Over-clocking the GeForce256


It started all with the 3Dfx Voodoo chip, when performance hungry users found out that a 3D-chip can be overclocked just as a processor. The idea of overclocking is evidently to improve performance, and this is what was achieved by altering the clock speed of Voodoo, Voodoo2, Rendition V2k, TNT and many more. The last generation of 3D-chips was even officially distinguished by different clock speeds, so that overclocking of 3D-chips has become an almost common thing. With this experience in mind it doesn't surprise that NVIDIA's new GeForce256 would be the next overclock-victim and we at Tom's Hardware decided to not only crank up the core and memory clock of the chip, but also evaluate the effects of those procedures in detail.


A - Memory Bandwidth

Last week you learned from our article, Full Review NVIDIA's new GeForce256 'GPU' , that GeForce comes in two flavours, either equipped with conventional 'SDR' ('single data rate') or with 'DDR' (double data rate') memory. The latter can transfer data at the rising as well as at the falling edge of the memory clock, which results in a data bandwidth twice as high as SDR-RAM at the same clock speed. GeForce's data path to its local memory is 128 bit wide, just the same as found in most other mainstream 3D-chips today. 128 bit are 16 Byte, the SDR-board has a memory clock of 166 MHz and the DDR-board runs the memory at 150 MHz (doubled to '300 MHz' in official papers, so that everyone understands that it's DDR), thus the SDR-board has got a memory bandwidth of 16 Byte x 166 millions/s = 2.6 GB/s and the DDR board offers no less than 16 Byte x 150 millions/s x 2 = 4.8 GB/s. Those two numbers stand against a memory bandwidth of TNT2-Ultra that is 2.9 GB/s and of G400 that is 3.2 GB/s. You can see that the SDR-GeForce has less memory bandwidth than TNT2-Ultra or G400, which is rather strange, considering that it's a new generation 3D-chip. It's also pretty logical, that overclocking the memory on a GeForce w/SDR will certainly have to improve its performance; otherwise NVIDIA wouldn't equip this 3D-chip with DDR-memory as well. We wondered if only GeForce w/SDR would benefit from overclocking its memory, or if even the board equipped with DDR-memory will still show improved performance after we increased its memory bandwidth to over 4.8 GB/s.

B - Rendering Pipeline

GeForce's core clock is currently 'only' 120 MHz. This is a lot less than what we are used to in high-performance 3D-chips, but we should not forget that GeForce is a lot more complex than its predecessors, especially due to its integrated T&L-engine. GeForce has twice the amount of rendering pipelines than the last generation of high-end 3D-chips, which is another reason why 120 MHz might be good enough for the time being. Let's have a quick look at the numbers: 4 pipelines that can render one single textured pixel per clock each, running at 120 MHz, results in a theoretical fill rate of maximal 480 Mpixels/s. The (rather stupid term) 'Mtexels/s' is identical with also 480 Mpixels/s. Please spare me from explaining why, the unit 'texels/s' was invented by 3Dfx to market their Voodoo2-chip and the world would do a lot better without it. Just keep in mind that 'texels/s' is only for marketing guys or other people who talk a lot without much knowledge, technicians and engineers detest it.
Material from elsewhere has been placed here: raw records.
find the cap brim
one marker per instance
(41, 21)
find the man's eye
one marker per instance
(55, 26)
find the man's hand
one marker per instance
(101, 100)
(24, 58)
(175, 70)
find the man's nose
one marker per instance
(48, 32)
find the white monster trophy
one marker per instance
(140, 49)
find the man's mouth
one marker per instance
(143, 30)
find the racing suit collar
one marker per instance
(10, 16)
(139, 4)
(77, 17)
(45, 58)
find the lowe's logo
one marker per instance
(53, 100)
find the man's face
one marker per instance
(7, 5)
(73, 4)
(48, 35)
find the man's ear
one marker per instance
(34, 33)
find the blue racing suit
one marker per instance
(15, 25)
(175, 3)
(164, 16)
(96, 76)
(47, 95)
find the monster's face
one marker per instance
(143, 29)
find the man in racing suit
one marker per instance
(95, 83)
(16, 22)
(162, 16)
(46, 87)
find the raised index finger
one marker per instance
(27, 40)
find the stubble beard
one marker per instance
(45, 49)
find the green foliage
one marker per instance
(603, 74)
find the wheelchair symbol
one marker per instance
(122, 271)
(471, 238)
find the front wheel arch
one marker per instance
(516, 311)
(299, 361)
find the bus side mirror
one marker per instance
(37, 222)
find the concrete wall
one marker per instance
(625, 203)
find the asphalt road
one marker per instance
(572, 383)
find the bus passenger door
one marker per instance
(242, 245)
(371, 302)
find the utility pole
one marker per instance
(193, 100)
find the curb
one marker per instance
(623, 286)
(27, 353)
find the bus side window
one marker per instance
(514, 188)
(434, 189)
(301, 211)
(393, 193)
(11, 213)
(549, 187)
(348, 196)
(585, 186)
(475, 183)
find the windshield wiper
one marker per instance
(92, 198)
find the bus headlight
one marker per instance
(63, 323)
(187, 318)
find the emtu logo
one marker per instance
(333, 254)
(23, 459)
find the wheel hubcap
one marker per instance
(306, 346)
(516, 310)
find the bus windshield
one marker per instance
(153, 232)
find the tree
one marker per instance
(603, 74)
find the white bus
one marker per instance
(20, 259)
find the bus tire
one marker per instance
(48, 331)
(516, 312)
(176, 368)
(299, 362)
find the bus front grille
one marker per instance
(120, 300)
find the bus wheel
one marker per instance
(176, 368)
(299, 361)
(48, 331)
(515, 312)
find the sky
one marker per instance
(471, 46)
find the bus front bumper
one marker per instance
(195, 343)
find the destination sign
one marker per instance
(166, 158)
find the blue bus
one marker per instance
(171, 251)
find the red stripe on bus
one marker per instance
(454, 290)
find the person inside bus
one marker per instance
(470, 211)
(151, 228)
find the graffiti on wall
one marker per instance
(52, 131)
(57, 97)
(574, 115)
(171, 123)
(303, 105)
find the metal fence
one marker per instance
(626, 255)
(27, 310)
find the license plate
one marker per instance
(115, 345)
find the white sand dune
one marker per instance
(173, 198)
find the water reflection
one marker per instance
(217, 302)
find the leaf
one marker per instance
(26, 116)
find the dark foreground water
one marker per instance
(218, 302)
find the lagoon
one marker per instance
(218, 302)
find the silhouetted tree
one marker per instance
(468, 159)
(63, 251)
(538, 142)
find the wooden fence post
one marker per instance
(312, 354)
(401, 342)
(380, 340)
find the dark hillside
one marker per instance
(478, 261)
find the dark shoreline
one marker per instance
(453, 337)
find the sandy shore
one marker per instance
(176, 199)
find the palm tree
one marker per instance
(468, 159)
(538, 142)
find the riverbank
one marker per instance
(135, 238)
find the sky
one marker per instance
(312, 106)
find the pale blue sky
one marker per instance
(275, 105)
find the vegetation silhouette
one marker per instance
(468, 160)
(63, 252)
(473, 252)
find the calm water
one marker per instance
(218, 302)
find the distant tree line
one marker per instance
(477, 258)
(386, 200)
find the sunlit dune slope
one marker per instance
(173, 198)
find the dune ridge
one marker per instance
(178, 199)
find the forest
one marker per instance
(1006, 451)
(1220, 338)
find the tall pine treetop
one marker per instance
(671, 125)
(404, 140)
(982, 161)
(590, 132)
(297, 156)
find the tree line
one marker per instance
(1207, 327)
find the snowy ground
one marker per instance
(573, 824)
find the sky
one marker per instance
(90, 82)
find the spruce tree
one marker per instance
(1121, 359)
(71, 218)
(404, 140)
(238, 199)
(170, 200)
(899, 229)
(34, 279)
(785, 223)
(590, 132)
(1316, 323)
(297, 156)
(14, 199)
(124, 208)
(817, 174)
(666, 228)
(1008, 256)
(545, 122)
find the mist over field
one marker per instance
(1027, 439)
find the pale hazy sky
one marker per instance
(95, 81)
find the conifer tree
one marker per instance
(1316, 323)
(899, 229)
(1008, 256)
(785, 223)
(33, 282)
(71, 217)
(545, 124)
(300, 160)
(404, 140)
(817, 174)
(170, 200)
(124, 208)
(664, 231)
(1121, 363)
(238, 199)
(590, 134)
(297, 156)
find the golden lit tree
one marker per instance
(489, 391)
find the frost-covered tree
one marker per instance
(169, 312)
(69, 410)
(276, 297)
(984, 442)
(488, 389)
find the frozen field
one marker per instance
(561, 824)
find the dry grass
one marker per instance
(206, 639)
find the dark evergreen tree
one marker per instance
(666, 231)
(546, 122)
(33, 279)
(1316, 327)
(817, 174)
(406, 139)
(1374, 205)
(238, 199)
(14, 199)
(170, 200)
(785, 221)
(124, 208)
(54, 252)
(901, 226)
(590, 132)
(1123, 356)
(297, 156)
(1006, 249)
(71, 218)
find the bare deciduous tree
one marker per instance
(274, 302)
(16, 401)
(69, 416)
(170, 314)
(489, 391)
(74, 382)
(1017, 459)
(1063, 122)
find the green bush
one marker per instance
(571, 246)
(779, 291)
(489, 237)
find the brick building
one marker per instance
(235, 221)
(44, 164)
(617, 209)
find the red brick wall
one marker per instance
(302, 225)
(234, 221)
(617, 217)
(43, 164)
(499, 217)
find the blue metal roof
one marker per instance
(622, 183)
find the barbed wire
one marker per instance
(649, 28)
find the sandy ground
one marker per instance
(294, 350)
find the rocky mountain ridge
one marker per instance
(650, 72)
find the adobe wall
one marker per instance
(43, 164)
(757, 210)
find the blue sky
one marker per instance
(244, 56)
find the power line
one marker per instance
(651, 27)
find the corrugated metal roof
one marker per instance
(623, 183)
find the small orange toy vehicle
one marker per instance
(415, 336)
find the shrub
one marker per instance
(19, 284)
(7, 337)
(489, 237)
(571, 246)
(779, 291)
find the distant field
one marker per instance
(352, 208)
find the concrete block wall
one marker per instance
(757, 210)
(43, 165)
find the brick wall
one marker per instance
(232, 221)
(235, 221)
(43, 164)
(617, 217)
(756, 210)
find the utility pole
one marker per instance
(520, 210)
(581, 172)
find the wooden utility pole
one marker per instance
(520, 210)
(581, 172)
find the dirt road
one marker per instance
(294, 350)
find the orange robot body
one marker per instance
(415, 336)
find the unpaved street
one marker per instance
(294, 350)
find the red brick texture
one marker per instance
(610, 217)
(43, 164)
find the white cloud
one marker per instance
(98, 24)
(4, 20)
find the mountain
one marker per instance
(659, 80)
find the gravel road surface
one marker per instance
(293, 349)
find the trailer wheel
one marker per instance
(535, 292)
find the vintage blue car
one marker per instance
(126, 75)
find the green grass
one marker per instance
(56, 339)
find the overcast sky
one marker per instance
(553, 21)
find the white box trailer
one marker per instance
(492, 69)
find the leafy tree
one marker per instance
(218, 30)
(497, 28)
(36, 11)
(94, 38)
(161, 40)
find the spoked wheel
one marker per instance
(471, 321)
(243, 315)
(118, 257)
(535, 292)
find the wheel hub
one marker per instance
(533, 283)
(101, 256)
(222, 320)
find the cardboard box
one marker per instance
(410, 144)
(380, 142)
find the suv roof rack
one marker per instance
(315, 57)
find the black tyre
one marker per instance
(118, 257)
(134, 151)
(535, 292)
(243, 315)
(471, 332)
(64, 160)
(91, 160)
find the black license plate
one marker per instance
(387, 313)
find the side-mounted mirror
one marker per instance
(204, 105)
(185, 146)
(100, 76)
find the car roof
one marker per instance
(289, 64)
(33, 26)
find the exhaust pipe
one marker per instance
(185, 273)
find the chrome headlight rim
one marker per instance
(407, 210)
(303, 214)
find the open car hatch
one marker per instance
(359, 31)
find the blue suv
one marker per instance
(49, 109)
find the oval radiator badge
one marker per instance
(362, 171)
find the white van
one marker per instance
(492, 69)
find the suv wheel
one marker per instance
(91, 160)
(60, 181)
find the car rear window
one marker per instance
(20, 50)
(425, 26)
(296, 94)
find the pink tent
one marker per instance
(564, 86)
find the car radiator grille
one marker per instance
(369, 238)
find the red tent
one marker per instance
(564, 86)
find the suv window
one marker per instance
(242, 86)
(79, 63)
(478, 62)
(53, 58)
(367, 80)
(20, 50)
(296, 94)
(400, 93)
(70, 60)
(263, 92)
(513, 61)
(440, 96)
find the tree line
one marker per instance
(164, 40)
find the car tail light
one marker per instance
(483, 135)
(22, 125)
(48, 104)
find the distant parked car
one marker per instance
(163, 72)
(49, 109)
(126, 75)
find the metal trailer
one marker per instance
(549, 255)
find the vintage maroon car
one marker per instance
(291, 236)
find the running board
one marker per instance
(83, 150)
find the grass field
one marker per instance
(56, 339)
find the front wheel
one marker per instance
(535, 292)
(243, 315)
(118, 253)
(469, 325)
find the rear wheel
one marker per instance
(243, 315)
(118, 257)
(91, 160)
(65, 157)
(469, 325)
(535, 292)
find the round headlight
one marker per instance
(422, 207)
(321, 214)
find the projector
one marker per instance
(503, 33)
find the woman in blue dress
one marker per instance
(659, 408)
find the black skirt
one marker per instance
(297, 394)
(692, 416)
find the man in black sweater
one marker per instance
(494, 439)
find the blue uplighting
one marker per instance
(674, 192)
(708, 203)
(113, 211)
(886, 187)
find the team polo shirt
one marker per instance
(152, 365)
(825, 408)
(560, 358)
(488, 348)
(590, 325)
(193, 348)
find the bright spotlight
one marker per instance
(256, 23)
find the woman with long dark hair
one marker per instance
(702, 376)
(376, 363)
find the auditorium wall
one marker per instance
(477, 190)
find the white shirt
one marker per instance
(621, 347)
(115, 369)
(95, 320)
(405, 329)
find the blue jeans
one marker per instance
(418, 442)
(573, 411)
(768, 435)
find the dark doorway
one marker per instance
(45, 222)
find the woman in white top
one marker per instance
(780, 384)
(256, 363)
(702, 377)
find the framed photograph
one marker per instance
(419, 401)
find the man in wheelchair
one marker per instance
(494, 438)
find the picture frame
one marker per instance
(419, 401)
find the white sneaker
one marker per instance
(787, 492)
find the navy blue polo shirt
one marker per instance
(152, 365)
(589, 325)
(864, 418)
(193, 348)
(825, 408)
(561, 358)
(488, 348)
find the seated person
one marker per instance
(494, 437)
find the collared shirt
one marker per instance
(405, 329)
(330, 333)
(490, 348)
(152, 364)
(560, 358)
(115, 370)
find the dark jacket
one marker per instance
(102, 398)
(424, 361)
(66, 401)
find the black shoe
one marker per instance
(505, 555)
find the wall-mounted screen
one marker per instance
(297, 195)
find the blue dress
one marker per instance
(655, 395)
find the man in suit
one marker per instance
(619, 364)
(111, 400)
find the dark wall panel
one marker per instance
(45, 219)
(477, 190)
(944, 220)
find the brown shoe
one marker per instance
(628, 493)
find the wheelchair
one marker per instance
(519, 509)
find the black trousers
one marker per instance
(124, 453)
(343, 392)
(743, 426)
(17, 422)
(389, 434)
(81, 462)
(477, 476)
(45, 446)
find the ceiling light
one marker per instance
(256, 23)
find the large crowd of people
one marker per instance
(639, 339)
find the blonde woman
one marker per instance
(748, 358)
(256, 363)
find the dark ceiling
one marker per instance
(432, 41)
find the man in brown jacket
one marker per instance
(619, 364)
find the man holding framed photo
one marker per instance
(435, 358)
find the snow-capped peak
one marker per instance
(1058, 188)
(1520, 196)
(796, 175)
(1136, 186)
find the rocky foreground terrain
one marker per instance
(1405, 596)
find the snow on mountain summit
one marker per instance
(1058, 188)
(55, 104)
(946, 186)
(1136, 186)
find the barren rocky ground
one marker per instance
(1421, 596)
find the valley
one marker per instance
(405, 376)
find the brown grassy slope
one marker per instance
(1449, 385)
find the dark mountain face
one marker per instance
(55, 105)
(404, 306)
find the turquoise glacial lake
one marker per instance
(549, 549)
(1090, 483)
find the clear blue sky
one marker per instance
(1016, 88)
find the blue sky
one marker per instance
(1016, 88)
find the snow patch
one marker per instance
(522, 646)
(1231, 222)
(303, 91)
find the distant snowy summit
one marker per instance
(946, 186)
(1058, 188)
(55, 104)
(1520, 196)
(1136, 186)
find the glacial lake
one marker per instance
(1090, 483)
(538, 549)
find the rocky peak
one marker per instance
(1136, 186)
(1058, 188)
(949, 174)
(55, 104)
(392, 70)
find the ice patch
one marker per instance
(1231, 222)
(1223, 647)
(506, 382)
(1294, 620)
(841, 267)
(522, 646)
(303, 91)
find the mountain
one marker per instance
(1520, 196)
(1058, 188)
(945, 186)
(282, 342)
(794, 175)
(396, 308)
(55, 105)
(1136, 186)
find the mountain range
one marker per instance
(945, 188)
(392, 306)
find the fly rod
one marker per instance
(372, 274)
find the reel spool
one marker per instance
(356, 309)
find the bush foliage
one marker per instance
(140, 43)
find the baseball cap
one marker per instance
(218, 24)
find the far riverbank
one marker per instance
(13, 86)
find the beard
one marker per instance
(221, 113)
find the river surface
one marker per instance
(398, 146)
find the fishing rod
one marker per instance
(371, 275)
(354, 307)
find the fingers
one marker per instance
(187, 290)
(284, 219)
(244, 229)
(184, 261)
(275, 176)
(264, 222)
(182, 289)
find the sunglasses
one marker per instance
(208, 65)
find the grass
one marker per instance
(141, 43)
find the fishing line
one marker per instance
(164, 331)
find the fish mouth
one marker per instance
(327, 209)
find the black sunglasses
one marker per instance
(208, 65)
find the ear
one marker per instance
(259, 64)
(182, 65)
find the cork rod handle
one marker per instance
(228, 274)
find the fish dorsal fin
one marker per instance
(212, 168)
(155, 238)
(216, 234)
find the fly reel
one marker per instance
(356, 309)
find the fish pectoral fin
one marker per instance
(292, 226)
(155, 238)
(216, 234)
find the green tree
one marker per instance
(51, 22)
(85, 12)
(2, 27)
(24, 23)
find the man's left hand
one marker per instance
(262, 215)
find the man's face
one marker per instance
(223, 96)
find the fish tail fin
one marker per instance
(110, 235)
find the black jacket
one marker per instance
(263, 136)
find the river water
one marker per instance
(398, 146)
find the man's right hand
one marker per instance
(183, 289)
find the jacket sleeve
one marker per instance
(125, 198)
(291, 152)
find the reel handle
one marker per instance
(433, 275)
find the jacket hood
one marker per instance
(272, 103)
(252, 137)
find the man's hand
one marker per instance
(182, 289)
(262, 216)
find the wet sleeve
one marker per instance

Anyway, 480 Mpixels/s are not quite as much as we would expect from a ground breaking new 3D-chip, so that we should expect a performance improvement of GeForce after raising the core clock over 120 MHz. Having said that, I'd like to remind you that a 3D-pipeline can only render a pixel per clock if the data supplied by the geometry engine as well as by the local memory is there and ready. GeForce's pipeline could be nastily stalled by its memory bandwidth, particularly in case of the SDR-board, so that we might never even see the 480 Mpixels/s. In this case we can raise the core clock as much as we want and we won't get much performance increase at all.

C - T&L-engine

We are talking about GeForce, the ground breaking new 'GPU', so that we should not possibly forget that overclocking the core will also improve the speed of the transform and lighting engine. The question is if we will see any improvement in any of the current game applications. Even if the T&L-engine is used by the game, we still don't know if the rendering pipeline, the memory bandwidth or the T&L-engine is limiting the game's frame rate. We will try to shed some light into this complex issue with this article.